According to Leigh, Labor’s policies on climate change and renewable energy are mainstream, not radical.

“In Britain and New Zealand, the past decade has seen conservative governments implement sensible and effective climate change plans, grounded in solid science and sensible economics,” he said.

“They have shown what is possible when climate change stops being a partisan issue and becomes a national priority.”

On wages, he said a pay rise for “middle Australia” is what the economy needs.
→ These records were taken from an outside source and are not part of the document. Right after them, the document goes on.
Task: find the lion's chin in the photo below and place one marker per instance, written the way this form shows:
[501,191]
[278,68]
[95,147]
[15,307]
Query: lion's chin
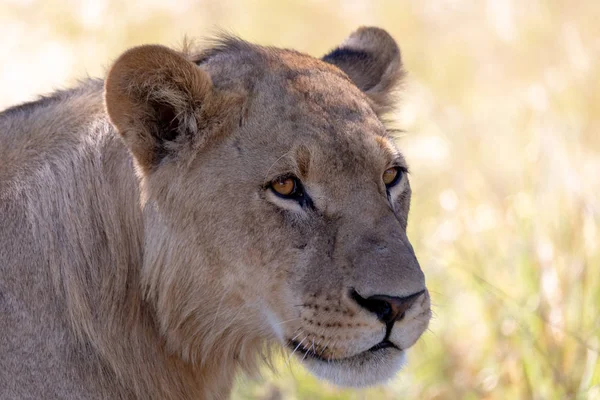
[371,367]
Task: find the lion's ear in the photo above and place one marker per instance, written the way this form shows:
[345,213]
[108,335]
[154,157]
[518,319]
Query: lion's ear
[158,101]
[371,58]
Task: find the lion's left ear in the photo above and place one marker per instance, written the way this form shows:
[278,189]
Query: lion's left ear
[371,58]
[162,104]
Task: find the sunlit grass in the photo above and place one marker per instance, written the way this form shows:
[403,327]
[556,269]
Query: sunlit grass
[501,112]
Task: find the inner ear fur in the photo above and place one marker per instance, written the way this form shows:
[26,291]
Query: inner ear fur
[160,102]
[372,60]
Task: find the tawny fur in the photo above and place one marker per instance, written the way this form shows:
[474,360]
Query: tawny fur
[142,255]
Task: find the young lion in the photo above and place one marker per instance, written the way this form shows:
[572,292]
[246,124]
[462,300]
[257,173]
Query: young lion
[161,230]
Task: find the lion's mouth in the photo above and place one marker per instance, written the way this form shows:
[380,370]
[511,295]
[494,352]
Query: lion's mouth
[308,352]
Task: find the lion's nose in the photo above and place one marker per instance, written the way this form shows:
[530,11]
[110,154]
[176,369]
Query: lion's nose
[387,308]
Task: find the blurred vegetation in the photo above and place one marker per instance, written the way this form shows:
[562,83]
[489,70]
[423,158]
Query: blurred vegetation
[501,113]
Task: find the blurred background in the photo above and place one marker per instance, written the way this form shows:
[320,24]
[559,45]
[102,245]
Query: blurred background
[501,113]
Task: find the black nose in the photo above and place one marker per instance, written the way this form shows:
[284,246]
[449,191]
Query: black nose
[387,308]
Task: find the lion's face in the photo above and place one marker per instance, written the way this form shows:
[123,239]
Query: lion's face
[276,204]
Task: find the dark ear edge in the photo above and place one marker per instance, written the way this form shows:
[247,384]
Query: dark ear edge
[153,96]
[372,60]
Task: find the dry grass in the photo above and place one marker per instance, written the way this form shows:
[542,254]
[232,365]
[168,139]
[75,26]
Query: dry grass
[501,111]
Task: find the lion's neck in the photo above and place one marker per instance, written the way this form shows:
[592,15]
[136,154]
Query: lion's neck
[106,309]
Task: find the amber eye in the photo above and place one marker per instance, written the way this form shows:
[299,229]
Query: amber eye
[391,176]
[285,187]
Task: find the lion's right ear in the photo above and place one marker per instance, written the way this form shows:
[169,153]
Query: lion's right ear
[159,102]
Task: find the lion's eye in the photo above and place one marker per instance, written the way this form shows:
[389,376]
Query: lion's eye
[285,186]
[391,176]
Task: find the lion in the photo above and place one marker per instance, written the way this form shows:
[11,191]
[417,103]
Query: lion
[172,225]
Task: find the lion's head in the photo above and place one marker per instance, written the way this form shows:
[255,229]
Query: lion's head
[275,203]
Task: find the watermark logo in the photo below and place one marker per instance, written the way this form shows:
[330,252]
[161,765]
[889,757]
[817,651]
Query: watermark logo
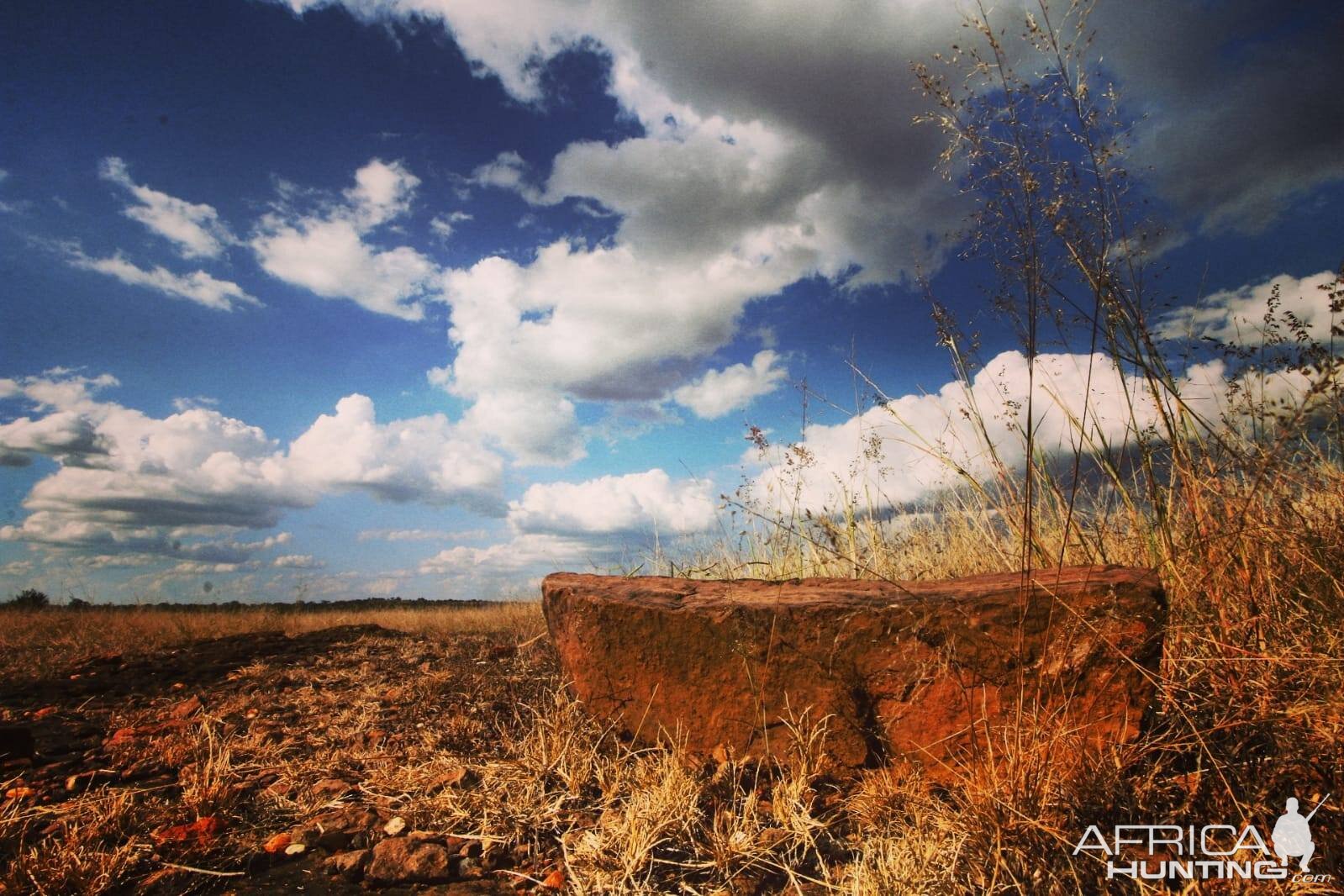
[1292,835]
[1209,852]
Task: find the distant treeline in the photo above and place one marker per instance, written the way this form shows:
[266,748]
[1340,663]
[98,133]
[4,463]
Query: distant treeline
[31,599]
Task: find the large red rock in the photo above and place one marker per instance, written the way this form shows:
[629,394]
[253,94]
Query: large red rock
[920,669]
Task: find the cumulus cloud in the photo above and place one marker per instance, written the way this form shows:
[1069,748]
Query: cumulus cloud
[511,558]
[445,226]
[1236,316]
[509,171]
[603,523]
[777,144]
[734,387]
[601,324]
[134,484]
[195,229]
[298,561]
[639,503]
[198,287]
[419,535]
[917,445]
[327,251]
[425,458]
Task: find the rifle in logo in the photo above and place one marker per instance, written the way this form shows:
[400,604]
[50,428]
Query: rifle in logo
[1292,833]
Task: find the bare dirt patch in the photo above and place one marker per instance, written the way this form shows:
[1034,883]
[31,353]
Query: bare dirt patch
[262,762]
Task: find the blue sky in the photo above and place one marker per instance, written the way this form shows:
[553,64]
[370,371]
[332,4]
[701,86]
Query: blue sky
[425,298]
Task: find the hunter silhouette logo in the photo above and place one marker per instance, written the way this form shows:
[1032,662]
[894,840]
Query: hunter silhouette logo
[1209,852]
[1294,835]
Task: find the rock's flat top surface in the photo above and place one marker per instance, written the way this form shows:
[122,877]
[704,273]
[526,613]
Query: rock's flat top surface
[709,594]
[917,669]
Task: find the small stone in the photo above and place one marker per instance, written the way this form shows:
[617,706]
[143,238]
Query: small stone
[348,866]
[408,862]
[187,709]
[329,788]
[277,844]
[456,778]
[202,832]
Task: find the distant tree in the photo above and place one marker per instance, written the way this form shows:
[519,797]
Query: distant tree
[29,599]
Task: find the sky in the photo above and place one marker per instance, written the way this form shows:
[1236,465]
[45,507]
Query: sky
[339,298]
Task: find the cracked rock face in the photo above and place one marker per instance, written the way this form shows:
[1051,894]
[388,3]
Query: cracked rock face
[924,671]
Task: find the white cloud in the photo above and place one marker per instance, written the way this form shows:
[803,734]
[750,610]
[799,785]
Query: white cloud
[917,445]
[511,558]
[778,144]
[134,484]
[601,324]
[425,458]
[198,287]
[327,254]
[382,192]
[639,503]
[194,227]
[734,387]
[1236,316]
[509,171]
[419,535]
[298,561]
[444,226]
[606,523]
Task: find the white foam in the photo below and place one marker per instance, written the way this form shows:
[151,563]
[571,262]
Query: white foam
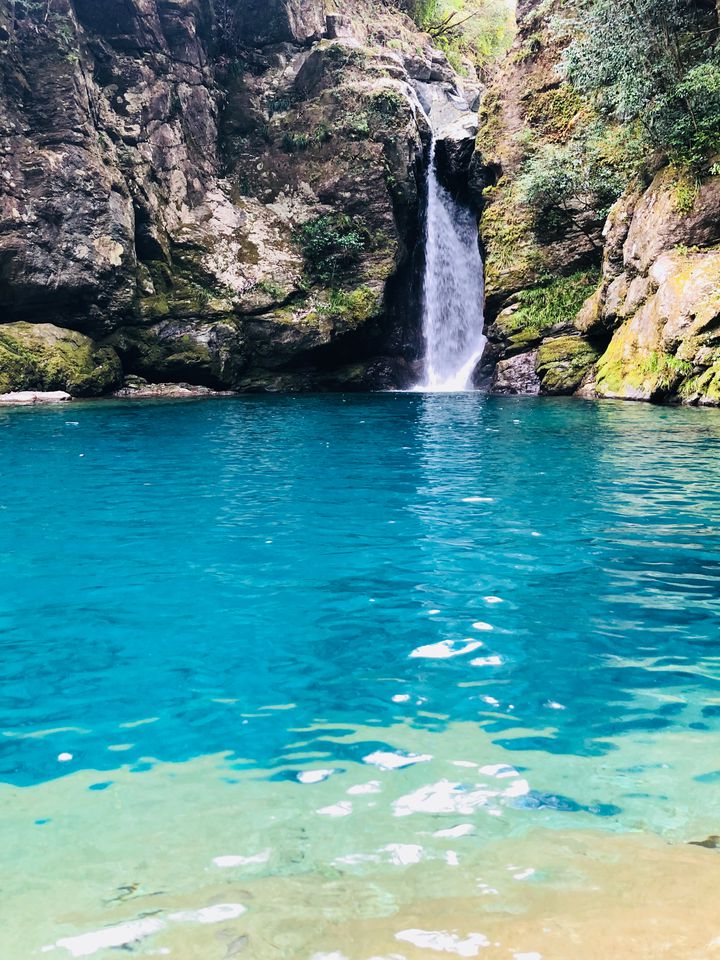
[341,809]
[404,854]
[499,770]
[241,861]
[314,776]
[442,797]
[372,786]
[215,914]
[384,760]
[492,661]
[86,944]
[445,942]
[444,649]
[461,830]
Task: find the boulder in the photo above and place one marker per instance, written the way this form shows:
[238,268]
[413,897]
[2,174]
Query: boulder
[454,149]
[43,357]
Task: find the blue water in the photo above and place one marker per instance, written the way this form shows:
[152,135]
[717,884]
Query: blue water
[161,560]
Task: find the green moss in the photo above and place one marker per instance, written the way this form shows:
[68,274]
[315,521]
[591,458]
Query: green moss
[555,303]
[704,388]
[506,228]
[295,142]
[686,189]
[389,103]
[351,308]
[625,370]
[563,363]
[331,245]
[554,112]
[45,357]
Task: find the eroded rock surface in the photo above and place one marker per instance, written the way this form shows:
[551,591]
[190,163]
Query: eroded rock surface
[226,194]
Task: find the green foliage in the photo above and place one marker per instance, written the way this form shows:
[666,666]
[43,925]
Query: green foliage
[357,124]
[554,111]
[652,61]
[295,142]
[350,307]
[557,302]
[389,104]
[565,178]
[330,244]
[686,188]
[480,30]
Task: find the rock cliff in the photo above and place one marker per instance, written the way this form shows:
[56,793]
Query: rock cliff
[620,305]
[225,193]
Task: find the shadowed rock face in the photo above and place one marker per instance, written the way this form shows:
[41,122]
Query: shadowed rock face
[163,163]
[651,329]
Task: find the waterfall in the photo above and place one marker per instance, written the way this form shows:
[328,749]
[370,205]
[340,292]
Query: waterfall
[454,291]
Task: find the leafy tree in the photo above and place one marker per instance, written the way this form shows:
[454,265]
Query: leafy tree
[566,182]
[331,243]
[655,62]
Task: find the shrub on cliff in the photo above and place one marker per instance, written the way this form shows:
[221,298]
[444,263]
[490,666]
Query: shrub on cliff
[655,62]
[331,244]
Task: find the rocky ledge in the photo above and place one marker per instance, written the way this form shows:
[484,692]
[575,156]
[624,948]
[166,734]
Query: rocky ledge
[232,201]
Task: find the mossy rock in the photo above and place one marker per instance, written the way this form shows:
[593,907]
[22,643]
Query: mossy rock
[563,363]
[628,371]
[41,356]
[703,389]
[203,354]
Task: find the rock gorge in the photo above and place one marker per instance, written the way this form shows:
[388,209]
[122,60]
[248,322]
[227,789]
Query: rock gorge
[230,194]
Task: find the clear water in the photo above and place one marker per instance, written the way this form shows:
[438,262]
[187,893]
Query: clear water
[264,653]
[453,291]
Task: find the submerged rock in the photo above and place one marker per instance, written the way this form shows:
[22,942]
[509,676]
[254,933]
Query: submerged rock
[138,389]
[517,375]
[22,398]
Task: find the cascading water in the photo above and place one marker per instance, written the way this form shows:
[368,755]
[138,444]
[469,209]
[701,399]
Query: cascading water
[454,291]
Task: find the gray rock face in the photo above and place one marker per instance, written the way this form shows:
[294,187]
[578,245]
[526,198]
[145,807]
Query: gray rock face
[263,22]
[160,161]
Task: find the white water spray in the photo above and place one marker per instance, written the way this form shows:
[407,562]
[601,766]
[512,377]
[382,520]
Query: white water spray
[454,291]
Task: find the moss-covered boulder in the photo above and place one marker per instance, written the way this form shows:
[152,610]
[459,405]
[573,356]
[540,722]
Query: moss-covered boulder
[41,356]
[563,363]
[209,354]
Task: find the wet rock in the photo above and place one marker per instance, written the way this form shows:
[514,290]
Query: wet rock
[43,357]
[23,398]
[517,375]
[454,149]
[563,363]
[263,22]
[138,389]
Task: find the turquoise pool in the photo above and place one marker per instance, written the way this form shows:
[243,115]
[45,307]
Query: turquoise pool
[397,675]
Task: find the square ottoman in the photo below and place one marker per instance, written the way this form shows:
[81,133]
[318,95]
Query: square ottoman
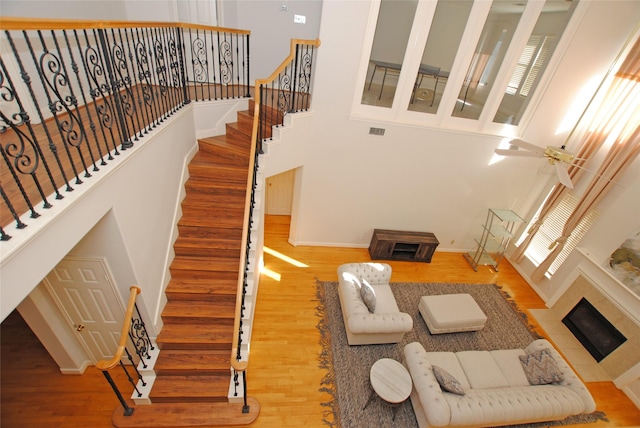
[449,313]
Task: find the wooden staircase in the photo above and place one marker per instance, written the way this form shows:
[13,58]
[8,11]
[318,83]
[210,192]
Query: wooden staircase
[193,368]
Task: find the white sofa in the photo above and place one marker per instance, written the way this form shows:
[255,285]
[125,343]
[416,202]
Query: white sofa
[386,324]
[496,388]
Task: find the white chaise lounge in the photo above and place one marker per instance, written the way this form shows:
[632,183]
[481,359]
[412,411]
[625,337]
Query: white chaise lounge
[386,324]
[493,388]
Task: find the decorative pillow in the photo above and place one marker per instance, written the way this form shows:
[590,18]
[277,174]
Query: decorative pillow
[368,295]
[541,368]
[447,381]
[357,284]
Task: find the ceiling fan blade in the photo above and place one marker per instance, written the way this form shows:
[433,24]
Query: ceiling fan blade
[563,175]
[509,152]
[527,146]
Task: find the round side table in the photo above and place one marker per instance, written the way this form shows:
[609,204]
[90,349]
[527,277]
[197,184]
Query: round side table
[390,381]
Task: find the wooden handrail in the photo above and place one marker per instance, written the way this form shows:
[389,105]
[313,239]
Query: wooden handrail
[285,63]
[124,333]
[10,23]
[242,365]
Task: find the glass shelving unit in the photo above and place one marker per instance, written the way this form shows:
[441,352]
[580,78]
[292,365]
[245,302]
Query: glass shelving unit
[497,231]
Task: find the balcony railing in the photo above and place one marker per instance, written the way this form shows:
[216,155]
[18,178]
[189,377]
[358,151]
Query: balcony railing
[74,94]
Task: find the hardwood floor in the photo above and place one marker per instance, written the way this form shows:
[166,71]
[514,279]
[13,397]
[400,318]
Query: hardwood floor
[283,371]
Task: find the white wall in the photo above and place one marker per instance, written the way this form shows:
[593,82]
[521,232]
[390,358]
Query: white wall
[271,28]
[428,179]
[64,9]
[126,213]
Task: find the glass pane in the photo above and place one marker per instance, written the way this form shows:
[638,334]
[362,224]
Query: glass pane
[497,33]
[534,59]
[395,19]
[447,27]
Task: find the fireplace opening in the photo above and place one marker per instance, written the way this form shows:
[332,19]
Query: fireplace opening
[593,330]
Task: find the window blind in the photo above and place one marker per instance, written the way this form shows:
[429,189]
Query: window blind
[552,228]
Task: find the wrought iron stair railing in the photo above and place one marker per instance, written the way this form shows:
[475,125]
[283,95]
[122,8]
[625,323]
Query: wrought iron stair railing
[74,94]
[133,335]
[287,90]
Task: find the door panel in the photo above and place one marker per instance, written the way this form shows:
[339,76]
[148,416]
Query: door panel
[85,294]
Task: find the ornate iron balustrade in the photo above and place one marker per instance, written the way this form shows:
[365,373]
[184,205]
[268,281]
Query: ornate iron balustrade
[134,333]
[74,94]
[287,90]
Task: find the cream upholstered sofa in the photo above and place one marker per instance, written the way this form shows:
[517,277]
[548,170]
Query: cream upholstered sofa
[386,324]
[497,390]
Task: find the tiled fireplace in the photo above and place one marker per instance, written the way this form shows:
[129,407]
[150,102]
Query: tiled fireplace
[605,295]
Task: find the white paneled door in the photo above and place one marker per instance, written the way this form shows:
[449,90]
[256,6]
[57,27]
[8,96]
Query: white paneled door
[84,291]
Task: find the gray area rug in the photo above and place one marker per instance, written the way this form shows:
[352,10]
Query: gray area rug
[347,367]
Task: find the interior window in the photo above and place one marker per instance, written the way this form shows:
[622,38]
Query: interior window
[448,25]
[491,48]
[533,60]
[393,28]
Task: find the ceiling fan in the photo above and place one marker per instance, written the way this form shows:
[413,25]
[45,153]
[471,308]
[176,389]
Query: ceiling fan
[558,156]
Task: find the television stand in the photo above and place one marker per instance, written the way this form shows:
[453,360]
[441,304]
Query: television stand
[402,245]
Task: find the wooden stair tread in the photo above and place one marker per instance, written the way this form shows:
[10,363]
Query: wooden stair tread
[204,184]
[208,232]
[207,243]
[227,264]
[177,415]
[205,276]
[197,388]
[204,312]
[213,144]
[200,362]
[195,336]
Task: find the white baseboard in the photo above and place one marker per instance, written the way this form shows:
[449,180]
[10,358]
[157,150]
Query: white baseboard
[76,370]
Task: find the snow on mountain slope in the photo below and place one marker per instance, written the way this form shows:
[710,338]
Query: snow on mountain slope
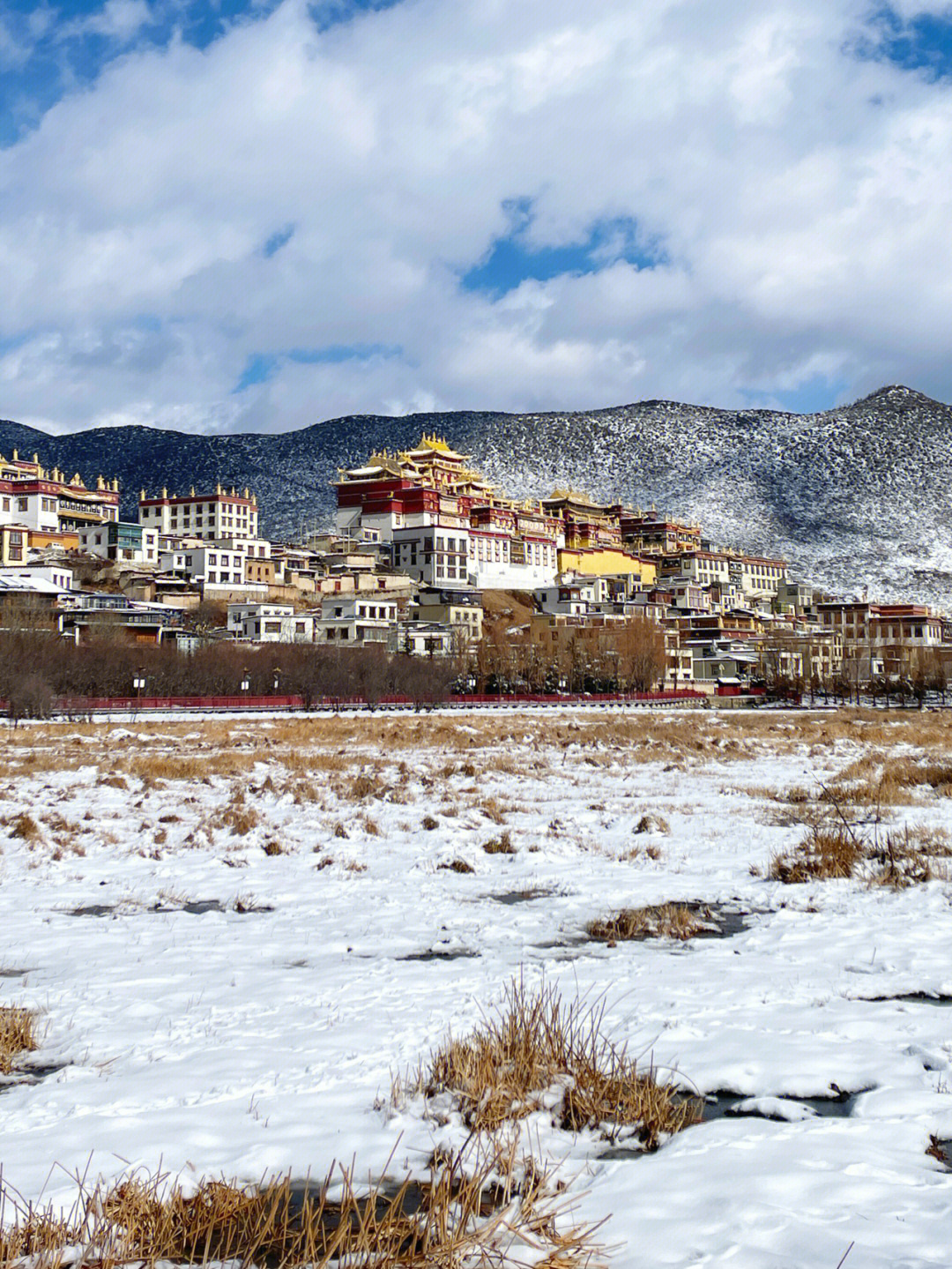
[854,497]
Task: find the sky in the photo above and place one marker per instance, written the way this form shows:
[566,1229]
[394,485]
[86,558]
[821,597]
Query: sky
[257,214]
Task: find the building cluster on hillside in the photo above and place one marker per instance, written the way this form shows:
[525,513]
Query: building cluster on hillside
[428,557]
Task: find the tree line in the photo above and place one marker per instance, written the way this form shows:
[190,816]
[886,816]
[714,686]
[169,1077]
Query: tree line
[40,668]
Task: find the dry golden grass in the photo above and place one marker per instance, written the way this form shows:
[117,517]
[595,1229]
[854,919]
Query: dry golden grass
[501,846]
[492,810]
[363,787]
[352,743]
[17,1035]
[837,852]
[26,827]
[651,824]
[465,1212]
[534,1041]
[656,922]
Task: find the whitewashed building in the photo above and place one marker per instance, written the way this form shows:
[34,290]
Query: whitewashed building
[271,623]
[355,619]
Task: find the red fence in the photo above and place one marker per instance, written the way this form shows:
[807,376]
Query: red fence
[81,705]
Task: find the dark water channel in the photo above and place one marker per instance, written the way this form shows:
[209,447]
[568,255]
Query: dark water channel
[726,1104]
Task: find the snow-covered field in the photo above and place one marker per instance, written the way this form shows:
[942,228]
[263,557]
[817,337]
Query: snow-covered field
[261,1034]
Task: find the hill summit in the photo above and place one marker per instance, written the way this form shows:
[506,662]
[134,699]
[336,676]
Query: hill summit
[853,497]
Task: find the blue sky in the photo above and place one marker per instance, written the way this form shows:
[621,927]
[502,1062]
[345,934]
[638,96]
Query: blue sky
[257,213]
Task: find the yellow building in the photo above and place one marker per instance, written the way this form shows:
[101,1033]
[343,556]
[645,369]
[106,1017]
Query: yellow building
[607,563]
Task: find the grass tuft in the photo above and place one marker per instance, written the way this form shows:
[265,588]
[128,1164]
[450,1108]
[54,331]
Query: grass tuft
[26,827]
[501,846]
[17,1035]
[656,922]
[465,1212]
[538,1052]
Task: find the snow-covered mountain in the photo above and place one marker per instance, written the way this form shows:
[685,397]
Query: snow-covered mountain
[854,497]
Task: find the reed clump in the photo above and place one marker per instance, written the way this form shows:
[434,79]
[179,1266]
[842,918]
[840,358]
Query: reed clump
[656,922]
[17,1035]
[501,846]
[539,1052]
[896,859]
[460,1213]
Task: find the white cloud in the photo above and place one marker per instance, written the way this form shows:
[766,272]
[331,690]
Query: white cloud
[801,197]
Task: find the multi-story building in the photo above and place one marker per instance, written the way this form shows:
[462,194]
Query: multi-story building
[356,619]
[220,515]
[752,577]
[207,565]
[462,610]
[425,638]
[43,500]
[651,534]
[271,623]
[882,639]
[121,541]
[446,525]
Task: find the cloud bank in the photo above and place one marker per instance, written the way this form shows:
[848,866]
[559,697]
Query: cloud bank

Even the Reserve Bank governor wants wages to rise.

“In the 1970s, we had a consistent period in which wages outpaced productivity,” Leigh said.

“Back then, the sensible centrist position was to acknowledge the ‘real wage overhang’, and develop policies that brought wage growth back into line with productivity.

“Today, we don’t have a real wage overhang. Over the past six years, wages have fallen below productivity. It should be uncontroversial to acknowledge that Australia has a ‘real wage underhang’. The centrist position today is simple: Australia needs a pay rise.”

On tax reform, Leigh said Labor’s pursuit of politically challenging decisions to close tax loopholes had been partly inspired by Martin Feldstein, Ronald Reagan’s chairman of the Council of Economic Advisers, who emphasised the importance of reducing tax loopholes.

Leigh listed as examples Labor’s decision to restrict negative gearing and reduce the capital gains tax discount, and end cash refunds of dividend imputation credits for people who pay no tax.

“Labor’s negative gearing policies will bring Australia into line with places such as Britain and the United States, which do not allow taxpayers to deduct investment losses from wage incomes,” he said.

“These changes do not affect existing investments, which are fully grandfathered. Reform of this kind was advocated by Joe Hockey in his valedictory speech.”

Will the Coalition allow Labor to claim the centrist mantle? Will voters? Let’s see.